SPOT ON

SPOT ON is the title of an exhibition series which, since its well-received start in 2008, has enabled visitors to discover or re-discover works or work groups within new settings of individually designed project rooms. Exhibitions, which change every six months, include new additions to the museum’s collection, latest research results or restoration successes

 

 

Wolfgang Tillmans

Düsseldorf Room 2001-2007

02.02.2013 – 07.04.2013

For twenty years Wolfgang Tillmans, who in 2000 was the first German to win the renowned Turner Prize, has developed a photographic oeuvre which is impressive both in terms of its versatility and sensitivity. At the centre of his work are the human being and his or her environment. In the 1990s Tilmans, who was born in Remscheid in 1967, was a chronicler of the youth culture of his time and created pictures that were at the same time personal and universally valid. Later Tillmans turned towards pictorial abstraction, some of which he created without using a camera, but in his photographic laboratory by means of light and chemistry.
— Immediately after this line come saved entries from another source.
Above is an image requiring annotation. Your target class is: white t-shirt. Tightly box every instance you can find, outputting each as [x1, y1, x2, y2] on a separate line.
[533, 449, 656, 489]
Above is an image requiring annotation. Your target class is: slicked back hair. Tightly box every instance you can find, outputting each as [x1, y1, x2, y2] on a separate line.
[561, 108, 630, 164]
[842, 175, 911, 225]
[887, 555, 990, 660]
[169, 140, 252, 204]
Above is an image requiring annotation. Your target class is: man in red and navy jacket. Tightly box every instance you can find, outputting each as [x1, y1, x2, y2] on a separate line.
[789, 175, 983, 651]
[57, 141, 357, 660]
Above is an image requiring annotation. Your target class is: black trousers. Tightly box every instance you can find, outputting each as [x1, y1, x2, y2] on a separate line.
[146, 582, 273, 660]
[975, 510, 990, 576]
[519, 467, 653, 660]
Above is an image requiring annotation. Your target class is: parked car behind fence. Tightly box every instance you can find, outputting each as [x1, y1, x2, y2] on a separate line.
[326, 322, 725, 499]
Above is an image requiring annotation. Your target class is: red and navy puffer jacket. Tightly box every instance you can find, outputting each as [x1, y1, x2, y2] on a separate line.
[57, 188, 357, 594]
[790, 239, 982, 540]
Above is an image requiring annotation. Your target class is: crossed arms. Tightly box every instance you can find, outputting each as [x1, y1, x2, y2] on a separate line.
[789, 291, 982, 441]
The “Düsseldorf Room”, which was realised by Tillmans at Museum Kunstpalast in 2008 and comprised twelve photographs dating from 2001 to 2007, demonstrates the artist’s fascination for the abstract, without dispensing with the representational or with depictions of the concrete. The pictures differ from each other greatly both in terms of motif and format, but were all taken within his own living and working environment.

With his well-balanced hang Tillmans refrains from endowing individual photographic works with authority or a central role. On close inspection of the motifs, which appear to have been taken at random, sharpness and blurring, as well as inner and outer spaces free the viewer from focussing solely on the object and facilitates an experience beyond the concrete motifs.

In the “Düsseldorf Room 2001-2007”, the meaningfulness of the room composition defined by the artist, as well as the relationship among the individual works become apparent to the spectator gradually. The works offer both reflections on the moment (of their creation) and on the tools of light and chemistry; in their network of relationships they unite representation and abstraction, planes and spaces, transparency and colour, intimacy and mundaneness.